“Bienvenue dans le village global?!”, annonçait le sociologue Marshall McLuhan, en 1967, dans son livre Le message, c’est le médium, pour désigner l’impact de la mondialisation, des medias et de l’essor des technologies de l’information et de la communication dans nos vies. Actives. Via Internet, l’ensemble des humains semblent connectés au sein d’une seule et même communauté vivant “dans un même temps, au même rythme et donc dans un même espace”. De n’importe quel endroit de la planète, chaque individu peut accéder à des informations, en un temps record, donnant l’étrange sensation d’exister dans un même e-village.
Ce n’est d’ailleurs plus un secret pour personne. Les distributeurs en savent déjà beaucoup sur leurs clients. Leur adresse postale, leur fréquence d’achat, leur préférence de consommation. Ils sont tracés via leur carte de fidélité ou leur ticket de caisse. C’est ce qu’a permis la révolution numérique: en apprendre davantage sur autrui. Et, en fonction des données collectées par les différents canaux de communication, affiner cette connaissance pour dessiner des profils de consommateurs. Pour, ensuite, les passer au peigne fin. Si les technologies sont prêtes, les stratégies peinent, elles, à se mettre en place dans les entreprises. Encore siloté, chaque service musèle sa propre data, limitant les échanges. Pourtant, les enseignes gagneraient à travailler davantage en commun, de manière plus transversale, afin d’améliorer les services qu’elles proposent aux clients. Malgré tout, des initiatives se mettent en place. À l’image de tests servant à dresser des segments de consommateurs et à dialoguer avec eux, que ce soit dans leur boutique physique ou virtuelle.
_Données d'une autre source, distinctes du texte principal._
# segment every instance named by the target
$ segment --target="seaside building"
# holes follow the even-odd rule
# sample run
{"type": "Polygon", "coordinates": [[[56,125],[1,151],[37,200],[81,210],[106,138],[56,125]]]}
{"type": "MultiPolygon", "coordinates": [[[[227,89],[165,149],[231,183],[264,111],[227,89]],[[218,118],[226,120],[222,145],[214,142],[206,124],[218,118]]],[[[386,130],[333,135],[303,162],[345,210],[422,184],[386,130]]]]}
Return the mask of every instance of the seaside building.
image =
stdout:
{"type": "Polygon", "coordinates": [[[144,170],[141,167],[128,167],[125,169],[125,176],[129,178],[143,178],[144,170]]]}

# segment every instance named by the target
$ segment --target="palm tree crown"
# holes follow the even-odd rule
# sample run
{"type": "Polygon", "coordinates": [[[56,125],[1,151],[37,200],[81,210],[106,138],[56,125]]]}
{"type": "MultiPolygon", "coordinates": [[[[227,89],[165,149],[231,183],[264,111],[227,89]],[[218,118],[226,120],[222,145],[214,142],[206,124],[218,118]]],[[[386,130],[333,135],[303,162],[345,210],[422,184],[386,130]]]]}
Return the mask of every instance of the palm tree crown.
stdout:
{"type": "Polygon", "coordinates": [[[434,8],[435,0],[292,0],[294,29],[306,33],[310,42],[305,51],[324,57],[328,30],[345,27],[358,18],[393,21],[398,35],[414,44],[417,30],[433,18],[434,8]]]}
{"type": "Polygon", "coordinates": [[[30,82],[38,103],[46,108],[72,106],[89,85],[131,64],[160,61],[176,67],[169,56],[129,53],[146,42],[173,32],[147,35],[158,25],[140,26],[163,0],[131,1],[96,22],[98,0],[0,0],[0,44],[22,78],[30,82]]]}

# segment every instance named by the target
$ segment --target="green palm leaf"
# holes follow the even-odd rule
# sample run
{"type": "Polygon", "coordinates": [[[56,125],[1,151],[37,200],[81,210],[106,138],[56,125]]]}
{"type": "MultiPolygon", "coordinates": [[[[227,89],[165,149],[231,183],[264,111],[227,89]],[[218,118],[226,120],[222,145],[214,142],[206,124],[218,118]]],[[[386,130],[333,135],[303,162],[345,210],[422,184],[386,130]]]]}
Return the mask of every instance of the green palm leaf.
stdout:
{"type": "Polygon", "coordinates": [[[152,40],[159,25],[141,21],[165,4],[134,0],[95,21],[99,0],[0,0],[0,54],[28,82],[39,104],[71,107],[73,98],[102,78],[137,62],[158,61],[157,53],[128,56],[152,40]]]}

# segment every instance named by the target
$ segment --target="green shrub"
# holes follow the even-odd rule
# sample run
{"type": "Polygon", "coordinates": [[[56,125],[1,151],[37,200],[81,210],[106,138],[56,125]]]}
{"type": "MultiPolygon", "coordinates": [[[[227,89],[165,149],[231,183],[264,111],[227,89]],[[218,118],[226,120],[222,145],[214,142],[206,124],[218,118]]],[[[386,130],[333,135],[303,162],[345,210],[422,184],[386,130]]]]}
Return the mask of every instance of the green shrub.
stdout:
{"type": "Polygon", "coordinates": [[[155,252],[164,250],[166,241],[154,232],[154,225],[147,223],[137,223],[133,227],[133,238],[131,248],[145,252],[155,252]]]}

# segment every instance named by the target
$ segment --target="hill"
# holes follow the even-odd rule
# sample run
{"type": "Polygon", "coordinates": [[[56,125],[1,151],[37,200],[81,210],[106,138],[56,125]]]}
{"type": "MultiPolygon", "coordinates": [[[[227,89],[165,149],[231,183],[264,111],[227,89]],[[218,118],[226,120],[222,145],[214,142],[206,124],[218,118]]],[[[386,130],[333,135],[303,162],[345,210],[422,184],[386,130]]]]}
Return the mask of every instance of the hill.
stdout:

Mais parce que les points de contacts se multiplient, leur tâche se complexifie. Surtout dans nos sociétés mobiles où les smartphones en savent plus sur nous que nos proches. Une aubaine marchande pour les entreprises. Sans toujours le vouloir, mais par accord tacite, les clients consentent à partager leurs données personnelles avec les marques. À chaque mot-clé tapé sur les moteurs de recherche, à chaque clic sur les bannières publicitaires, à chaque lecture de fiches produits, à chaque acceptation de politique de cookies, à chaque application téléchargée, une multitude d’informations, pas toujours structurées ni qualifiées, sur les centres d’intérêt sont livrées, gratuitement, aux marques. Pis encore, avec les données transactionnelles. Le client est aussi tracé en magasin avec les technologies iBeacons. Ou le simple fait d’avoir laissé actif son WiFi en passant devant une vitrine. Seulement, que faire avec ces données? Comment les relier entre elles pour offrir une expérience d’achat sur-mesure? En fonction de la taille du commerçant et de sa nature – brick & mortar, VAD, e-commerce – les leviers actionnés diffèrent. Et les résultats des expériences réalisées sont souvent cachés. Arme concurrentielle, le marketing 3.0 pourrait s’avérer redoutable en termes de retour sur investissement: les distributeurs qui auront mis en place des techniques de personnalisation rodées sur leur base client pourraient voir augmenter leur chiffre d’affaires de 30% d’ici 2018 (Source Gartner).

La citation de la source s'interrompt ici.